Two years ago, Thein Sein, the President of Myanmar adopted the same rhetoric and proclaimed to a United Nations (UN) delegation that any Muslim whose family has not resided in the country for at least three generations was a de facto “threat to the peace of the nation,” a statement that drew a quick rebuke from UN. In the same year, Human Rights Watch (HRW) reported that the Myanmar government was an accessory to the murder, rape and mass persecution of Rohingya Muslims. Through interviews they were able to confirm that the army stood idly by as the number of deaths piled up and were only moved to rein in the sectarian violence after much bloodletting. In one instance, authorities’ half-hearted efforts to quell massive anger following the rape and murder of a Buddhist woman by a Rohingyan man cascaded into the brutal murder of 10 Muslim men aboard a local bus. Subsequent Rohingya counter riots resulted in the pillaging of Rakhine Buddhist property and even more deaths. The government’s direct complicity in attacks on Rohingya Muslims should not be ignored either. In one case, soldiers fired upon a Rohingyan man and his family as they attempted to put out the house-fire started by a group of Rakhine Buddhists. In another instance, a local man observed the paramilitary shoot “at least six people- one woman, two children, and three men,” before dragging their bodies away.

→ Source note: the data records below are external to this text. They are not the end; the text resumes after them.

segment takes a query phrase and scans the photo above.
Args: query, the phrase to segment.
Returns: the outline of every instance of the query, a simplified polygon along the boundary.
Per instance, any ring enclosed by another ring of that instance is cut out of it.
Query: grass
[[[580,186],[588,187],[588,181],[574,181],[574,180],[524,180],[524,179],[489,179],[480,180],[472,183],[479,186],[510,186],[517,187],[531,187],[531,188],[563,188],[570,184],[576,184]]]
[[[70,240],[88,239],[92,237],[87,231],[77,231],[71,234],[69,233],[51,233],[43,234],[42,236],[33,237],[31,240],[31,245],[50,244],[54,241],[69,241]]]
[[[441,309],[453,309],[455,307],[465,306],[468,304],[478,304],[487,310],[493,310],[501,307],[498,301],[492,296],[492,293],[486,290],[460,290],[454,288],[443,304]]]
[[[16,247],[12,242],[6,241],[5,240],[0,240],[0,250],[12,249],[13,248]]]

It doesn’t appear that the forces of ethnic dissonance have subsided since 2012. In fact, they’ve only grown and multiplied as evidenced by the increased migration we can observe today. Between January and March of this year, the UNHCR estimates that nearly 300 people have died in journeys departing from the coastal waters of Bangladesh and Myanmar. Malaysia has historically been the destination of choice for migrants due to its disproportionate number of high skilled workers and its tendency to look the other way when cheap unskilled labor presented itself on its shores. However, the journey is a difficult one rife with opportunities for extortion, death and sexual violence. Abductions and forced marriages-as-payment are prevalent. Brokers often make deals with would-be migrants and offer them the journey free of charge in exchange for regular collections from their future wages. If they accept this deal, prospective migrants lose any leverage they had and put themselves at risk of being in effect, indentured servants- as lender interest rates are often 100 percent. Rape by crewmembers was commonly mentioned in interviews gathered by the UNHCR and any migrant attempts to quell violence were met with harsh beatings. Human trafficking saturates the region and disproportionately affects Rohingya Muslims. Myanmar is directly creating the market for smuggling and human trafficking by harassing the Rohingya and not doing more to mediate their conflict with the Buddhists. They must overcome their religious hatred towards the Muslims, if only to improve the livelihood of their own communities.

As we observe daily reports of sinking boats and asylum rejections from Thailand, Malaysia and Indonesia, we must pressure our own government to demand that more be done. Let aid be predicated on the treatment of migrants. What is dually incorrigible and reprehensible is the rejection of migrants fleeing religious persecution and the perpetually promoted human rights ethos that these Southeast Asian countries have. Upon encountering a migrant vessel, a Thai navy ship proceeded to conclude that the migrants did not want to dock and instead wished to continue their journey. A reporter observed the piercing desperation present on the migrants’ faces. Upon refilling the vessel with enough fuel for 33 hours and providing food, water and batteries, the sailors of the Thai navy ship felt that they had satisfied their duty. Despite lacking a crew, who had abandoned the boat in the previous week, the navy was confident in the skill of the passengers to navigate the seas and “reach their dream destination”. The decision to leave was supposedly made by a leader of the group, much to the disdain of the women who cried as the ship departed. Even in this instance, the loss of innocent lives could be avoided and we should continue to pressure governments to realize this.